According to Sharma, Yuh, Wang and Hermosillo, the lack of departmentalization parallels a nationwide trend of educational institutions devaluing ethnic studies programs.

Sharma said she believes one of the reasons institutions don’t prioritize ethnic studies is that the histories taught in these programs are considered to be “dangerous knowledge.”

“Ethnic studies really talks about power and institutions,” Sharma said. “It’s sort of an internal critique of the institution of higher education within that institution.”

Sharma also said the study of race is often deemed irrelevant, and questioned whether NU views ethnic studies as a field of intellectual priority.

Yuh added that departments have a presence on campus that programs do not, which gives them more say in decision-making.

“Departments tend to have the authority to accumulate more budget, more resources, argue for more faculty lines, etc.,” Yuh said. “Once you become a department, you’ve gotten your foot in the door to start arguing to grow.”

Moving forward

Wang stressed the importance of expanding ethnic studies and encouraged students to take classes in these programs.

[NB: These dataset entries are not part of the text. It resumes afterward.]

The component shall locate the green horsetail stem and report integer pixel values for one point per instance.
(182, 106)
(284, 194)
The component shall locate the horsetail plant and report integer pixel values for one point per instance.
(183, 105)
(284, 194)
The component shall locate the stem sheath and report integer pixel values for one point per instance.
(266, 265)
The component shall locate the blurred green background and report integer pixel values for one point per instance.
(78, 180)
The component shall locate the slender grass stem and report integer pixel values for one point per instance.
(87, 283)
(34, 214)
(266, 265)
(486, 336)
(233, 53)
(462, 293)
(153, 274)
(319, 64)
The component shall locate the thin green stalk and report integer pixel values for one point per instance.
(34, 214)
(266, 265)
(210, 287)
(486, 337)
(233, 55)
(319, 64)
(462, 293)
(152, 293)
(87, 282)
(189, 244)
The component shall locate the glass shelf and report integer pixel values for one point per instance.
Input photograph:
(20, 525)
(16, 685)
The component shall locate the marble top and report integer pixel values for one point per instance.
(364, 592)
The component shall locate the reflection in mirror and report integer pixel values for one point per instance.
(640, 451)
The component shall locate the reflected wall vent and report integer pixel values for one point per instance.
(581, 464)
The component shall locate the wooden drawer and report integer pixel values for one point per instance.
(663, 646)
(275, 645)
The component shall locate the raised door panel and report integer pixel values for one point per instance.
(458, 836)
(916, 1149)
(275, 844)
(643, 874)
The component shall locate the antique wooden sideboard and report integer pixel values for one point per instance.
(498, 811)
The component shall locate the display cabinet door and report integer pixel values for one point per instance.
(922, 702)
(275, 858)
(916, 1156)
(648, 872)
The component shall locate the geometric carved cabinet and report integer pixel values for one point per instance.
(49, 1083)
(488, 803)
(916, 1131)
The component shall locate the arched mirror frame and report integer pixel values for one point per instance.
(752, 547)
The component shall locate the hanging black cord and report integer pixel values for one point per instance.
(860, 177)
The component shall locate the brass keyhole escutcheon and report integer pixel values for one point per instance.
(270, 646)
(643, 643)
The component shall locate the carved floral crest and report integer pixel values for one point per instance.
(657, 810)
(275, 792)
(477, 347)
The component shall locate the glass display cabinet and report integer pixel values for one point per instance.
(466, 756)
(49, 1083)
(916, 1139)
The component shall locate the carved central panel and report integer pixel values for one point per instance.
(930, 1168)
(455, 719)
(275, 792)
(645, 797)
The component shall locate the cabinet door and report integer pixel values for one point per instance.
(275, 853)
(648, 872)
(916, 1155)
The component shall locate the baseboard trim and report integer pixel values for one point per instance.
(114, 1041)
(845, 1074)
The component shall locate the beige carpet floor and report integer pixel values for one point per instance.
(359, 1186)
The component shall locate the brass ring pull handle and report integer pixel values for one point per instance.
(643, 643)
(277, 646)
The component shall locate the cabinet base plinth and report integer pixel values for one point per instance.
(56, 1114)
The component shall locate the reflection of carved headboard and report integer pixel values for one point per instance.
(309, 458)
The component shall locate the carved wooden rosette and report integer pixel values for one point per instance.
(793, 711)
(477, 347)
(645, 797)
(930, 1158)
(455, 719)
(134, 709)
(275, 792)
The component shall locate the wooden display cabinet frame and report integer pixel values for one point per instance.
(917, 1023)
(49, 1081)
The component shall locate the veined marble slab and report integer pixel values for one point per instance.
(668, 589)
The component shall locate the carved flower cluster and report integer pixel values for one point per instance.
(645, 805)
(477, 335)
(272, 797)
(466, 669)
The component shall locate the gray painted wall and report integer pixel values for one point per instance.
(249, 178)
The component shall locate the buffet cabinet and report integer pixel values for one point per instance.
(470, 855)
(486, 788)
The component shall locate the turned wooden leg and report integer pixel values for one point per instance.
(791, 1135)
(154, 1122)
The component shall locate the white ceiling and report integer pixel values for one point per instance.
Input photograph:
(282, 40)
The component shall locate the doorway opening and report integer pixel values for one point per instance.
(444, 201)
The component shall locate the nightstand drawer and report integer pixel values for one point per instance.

“(Asian American Studies) crafted me into the person that I am today and gave me the perspective that I have today — it allowed me to have an accurate understanding of how our society in our world is structured and why it’s structured the way it is,” Wang said.

Wang also urged administrators to respect student organizers and understand they have significant knowledge surrounding the topics they advocate for.

Additionally, Yuh said it’s important for the University to expand ethnic studies not because it seeks to appease those pushing for change, but because it views ethnic studies as a field vital to the University’s mission.

Sharma said she hopes to see a combined effort from AASP, LLSP, the Center for Native American and Indigenous Research and the African American Studies Department to ensure all NU students graduate with a full understanding of the United States.

“It’s really important for all students to be able to learn about Asian American Studies and Latina and Latino Studies, because these are questions about race, about societal inequality, about immigration, about diaspora, that we can’t learn fully without these kinds of givens,” Sharma said. “They’re not supplementary — they’re core to our understanding of what the United States is.”